Monolith reactors (MR) have structured packing of catalyst and are commonly used for catalytic converters in automobile applications. Compared to a randomly packed bed reactor (PBR), MR has advantages like lower pressure drop, enhanced mass transfer, etc. Recent investigations have revealed that MR performs better than PBR for certain applications including highly exothermic reactions, mainly because of better conduction in the former. Hence, the use of MR for the process of unmixed combustion (UMC)/chemical looping combustion (CLC) which is typically carried out in PBR and involves oxidation of copper (Cu), an exothermic gas–solid reaction, was investigated using modeling and simulation studies. A Pseudo-homogeneous model was developed and two cases were considered, viz.
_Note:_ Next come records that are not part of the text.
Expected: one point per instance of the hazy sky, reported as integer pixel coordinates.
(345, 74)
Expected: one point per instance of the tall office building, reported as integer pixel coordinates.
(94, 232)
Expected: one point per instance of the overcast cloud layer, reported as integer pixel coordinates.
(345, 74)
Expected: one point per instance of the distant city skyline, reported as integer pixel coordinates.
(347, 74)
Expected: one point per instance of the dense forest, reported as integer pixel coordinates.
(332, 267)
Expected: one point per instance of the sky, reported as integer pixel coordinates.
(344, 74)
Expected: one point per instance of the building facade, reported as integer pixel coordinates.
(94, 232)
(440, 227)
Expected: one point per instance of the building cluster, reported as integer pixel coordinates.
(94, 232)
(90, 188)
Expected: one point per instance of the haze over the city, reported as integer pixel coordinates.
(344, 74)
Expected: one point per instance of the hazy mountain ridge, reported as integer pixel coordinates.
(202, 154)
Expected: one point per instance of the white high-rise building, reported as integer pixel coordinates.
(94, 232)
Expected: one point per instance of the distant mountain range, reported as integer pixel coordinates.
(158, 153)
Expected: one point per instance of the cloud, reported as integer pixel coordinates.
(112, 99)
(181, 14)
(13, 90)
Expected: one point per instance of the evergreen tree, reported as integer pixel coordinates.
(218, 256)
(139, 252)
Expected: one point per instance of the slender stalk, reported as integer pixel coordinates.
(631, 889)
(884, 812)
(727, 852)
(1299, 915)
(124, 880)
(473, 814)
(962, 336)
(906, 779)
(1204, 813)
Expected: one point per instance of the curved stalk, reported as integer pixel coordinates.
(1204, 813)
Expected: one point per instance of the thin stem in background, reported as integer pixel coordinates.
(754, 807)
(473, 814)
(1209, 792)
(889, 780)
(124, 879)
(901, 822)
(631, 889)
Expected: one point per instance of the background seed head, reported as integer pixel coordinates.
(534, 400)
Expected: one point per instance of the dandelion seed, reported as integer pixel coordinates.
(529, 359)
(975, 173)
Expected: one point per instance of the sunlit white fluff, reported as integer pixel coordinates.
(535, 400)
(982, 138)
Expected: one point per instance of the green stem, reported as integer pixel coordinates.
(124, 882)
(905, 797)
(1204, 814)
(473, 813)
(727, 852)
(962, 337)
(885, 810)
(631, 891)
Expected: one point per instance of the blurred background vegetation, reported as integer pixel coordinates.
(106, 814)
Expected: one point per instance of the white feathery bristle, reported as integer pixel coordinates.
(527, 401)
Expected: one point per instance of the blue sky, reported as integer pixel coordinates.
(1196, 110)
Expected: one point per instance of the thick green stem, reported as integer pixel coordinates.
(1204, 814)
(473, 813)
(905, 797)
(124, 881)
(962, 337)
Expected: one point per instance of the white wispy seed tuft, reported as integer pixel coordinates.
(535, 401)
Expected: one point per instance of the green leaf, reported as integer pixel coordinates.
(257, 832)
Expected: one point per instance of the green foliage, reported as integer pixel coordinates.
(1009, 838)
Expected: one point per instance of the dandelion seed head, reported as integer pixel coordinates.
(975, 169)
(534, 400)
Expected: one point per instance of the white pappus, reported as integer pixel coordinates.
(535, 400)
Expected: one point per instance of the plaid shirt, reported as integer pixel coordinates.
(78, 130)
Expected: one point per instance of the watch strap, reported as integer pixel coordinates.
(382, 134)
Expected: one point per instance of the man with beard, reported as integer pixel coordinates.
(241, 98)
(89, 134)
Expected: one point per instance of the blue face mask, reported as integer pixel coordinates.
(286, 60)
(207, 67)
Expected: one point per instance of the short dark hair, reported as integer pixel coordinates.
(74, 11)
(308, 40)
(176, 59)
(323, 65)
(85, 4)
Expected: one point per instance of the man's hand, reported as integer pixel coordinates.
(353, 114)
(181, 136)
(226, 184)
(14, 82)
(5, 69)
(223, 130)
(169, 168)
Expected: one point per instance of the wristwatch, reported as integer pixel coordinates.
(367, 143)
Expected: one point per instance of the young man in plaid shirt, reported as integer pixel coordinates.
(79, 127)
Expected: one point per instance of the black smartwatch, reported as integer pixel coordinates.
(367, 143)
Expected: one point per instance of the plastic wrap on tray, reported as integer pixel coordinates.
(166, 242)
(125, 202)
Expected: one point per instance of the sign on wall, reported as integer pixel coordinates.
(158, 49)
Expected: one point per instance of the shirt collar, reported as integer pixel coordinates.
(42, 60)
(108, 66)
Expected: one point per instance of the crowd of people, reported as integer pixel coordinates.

Case I: insulated wall, and Case II: convective heat transfer from the wall to coolant air. COMSOL Multiphysics™ 5.4 was used for this purpose. The heat transfer behavior of MR was compared with PBR based systems having spherical particles. The simulation results showed that for Case I, it is possible to achieve a high temperature outlet stream (>1200 K) for a longer duration of time in MR as compared to that obtained in the existing CLC based PBR. In Case II, the MR system showed a better rate of radial heat transfer, while maintaining the bed temperatures within the desired range, than that in the PBR system for similar operating conditions. Moreover, in the MR system, there is scope for increasing the heat transfer rate, whereas PBR has process limitations to do so. Effects of inlet concentration and inlet velocity on the performance of reactors have also been investigated. MR was found to have a feasible operation at relatively higher concentrations and velocities. Thus MR proves to be a potential alternative to PBR, for the oxidation of Cu in UMC/CLC processes.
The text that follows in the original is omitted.